Yes, you need more conditions (for example, the deformability of the load) …

3 equations, 3 unknowns, is ok;

3 equations, 4 unknowns, gives you an infinite number of solutions, and if you want a unique solution, you need to find one more equation.

5. Aug 18, 2009

### Staff: Mentor

There is nothing wrong with the math. Just your description of the system is incomplete.

Your problem is a basic problem in statics. Simply specify the mechanical properties of your ropes and you will get a unique solution. The simplest specification that does the trick is the length of each rope and its Young's modulus.

Unfortunately, the Wikipedia entry on statics is useless and I didn't have time to find a good alternative. Sorry.

6. Aug 18, 2009

### bobpiet

I only need the loads on each rope as an estimate;

Thus the load can be idealized as a non-deformable sphere providing, therefore, a center of mass at the theoretical verticies of all four ropes within the load, cartisian coordinate 0,0,0.

The ropes as well can be idealized as non-deformable weightless entities, thus making thier length irrelevant and could be defined as passing from 0,0,0 (all of them would originate at 0,0,0) through some other coordinate, e.g. -10,10,10 if that was the best way to describe the angle in space.

Does this simplify or make possible a calculation with four ropes?

7. Aug 18, 2009

### Staff: Mentor

No, your ropes need to be deformable to have a sufficient number of equations. Let's say that you have three non-deformable ropes in specified positions. So the only unknowns are the tensions in the three ropes. That is three unknowns, so you need three equations. So you can write equilibrium equations for the sum of the forces in x, y, and z directions.

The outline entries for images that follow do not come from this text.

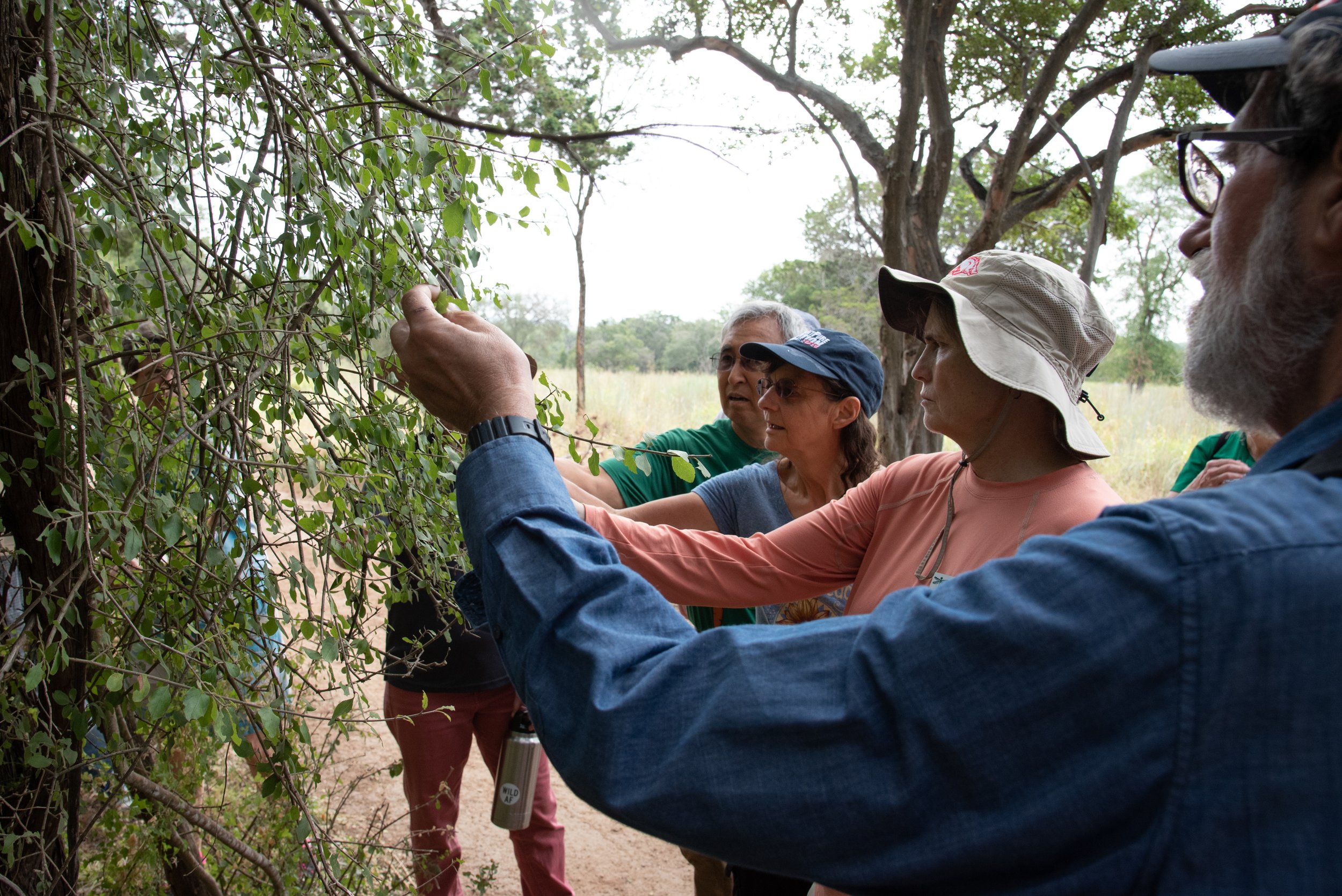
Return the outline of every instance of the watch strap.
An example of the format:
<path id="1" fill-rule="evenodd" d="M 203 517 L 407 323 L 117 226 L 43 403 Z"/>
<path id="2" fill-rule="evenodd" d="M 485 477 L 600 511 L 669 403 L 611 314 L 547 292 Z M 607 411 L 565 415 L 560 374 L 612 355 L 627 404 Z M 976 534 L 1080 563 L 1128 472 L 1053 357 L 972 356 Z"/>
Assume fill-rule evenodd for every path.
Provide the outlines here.
<path id="1" fill-rule="evenodd" d="M 495 439 L 502 439 L 505 436 L 530 436 L 535 439 L 545 449 L 550 452 L 550 457 L 554 456 L 554 449 L 550 448 L 550 439 L 541 427 L 541 421 L 526 417 L 518 417 L 517 414 L 505 414 L 502 417 L 493 417 L 490 420 L 482 420 L 480 423 L 471 427 L 471 431 L 466 433 L 466 444 L 475 451 L 486 441 L 494 441 Z"/>

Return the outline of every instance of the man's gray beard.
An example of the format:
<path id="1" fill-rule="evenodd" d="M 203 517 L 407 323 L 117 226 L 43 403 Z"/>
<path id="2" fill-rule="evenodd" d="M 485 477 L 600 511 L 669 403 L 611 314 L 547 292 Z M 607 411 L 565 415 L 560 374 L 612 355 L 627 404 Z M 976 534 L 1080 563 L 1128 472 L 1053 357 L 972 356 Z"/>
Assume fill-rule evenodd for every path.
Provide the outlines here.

Three equations in three unknowns.

Now, let's say that you add one more non-deformable rope in a specified position. Now, your number of unknowns has increased to 4 but there are still just 3 equilibrium equations. Three equations in four unknowns is not solvable.

So, instead of saying that the ropes are non-deformable let's use Hooke's law to relate the tension in each rope to the deformation of the rope. Now, we displace the load by an unknown amount, thereby deforming all of the ropes. That gives us 3 unknowns in the displacement and 4 unknowns in the tension. We can still make 3 equations from the equilibrium conditions, and now we can use Hooke's law 4 times (once for each rope) to generate four more equations. Then we have 7 equations in 7 unknowns and can solve.

8. Aug 19, 2009

### bobpiet

I find this very fascinating.

Any Idea what type of information regarding the ropes or cables I would need in order to plug them into the formula? e.g. would Young's modulus be in the specification or is that something that is derived from other data?

What would be the best spec to use in order to complete the four rope problem?

Thanks.

9. Aug 19, 2009

### kyiydnlm

Ropes have original length and are attached on certain points. you can assume a location of the load; then, find the equations of elongation and tension for equilibrium. You may need matrix if you do not want headaches.

10. Aug 20, 2009

### Staff: Mentor

The Young's modulus will vary based on the material used, but it is such an important material property that it is widely reported. Here is a page that gives a brief overview on the subject as well as some charts and tables with the Young's modulus of several kinds of fiber:
http://www-materials.eng.cam.ac.uk/mpsite/short/OCR/ropes/default.html

So you take Young's modulus, multiply by the cross-sectional area, and divide by the unstressed length, and you have a "spring constant" that you can use in your equations. If you want to simplify your problem then you can just have Young's modulus, the area, and the length all be the same for each rope. If you want to provide only the direction for each rope then you can specify that all of the ropes are attached to a point on a sphere centered on the origin of radius equal to the unstressed length of the ropes. Then, given some position of the load you can calculate the change in length of each rope, which when multiplied by the "spring constant" gives you the tension in each rope, which gives you the net force on the load. Solve for where that equals 0.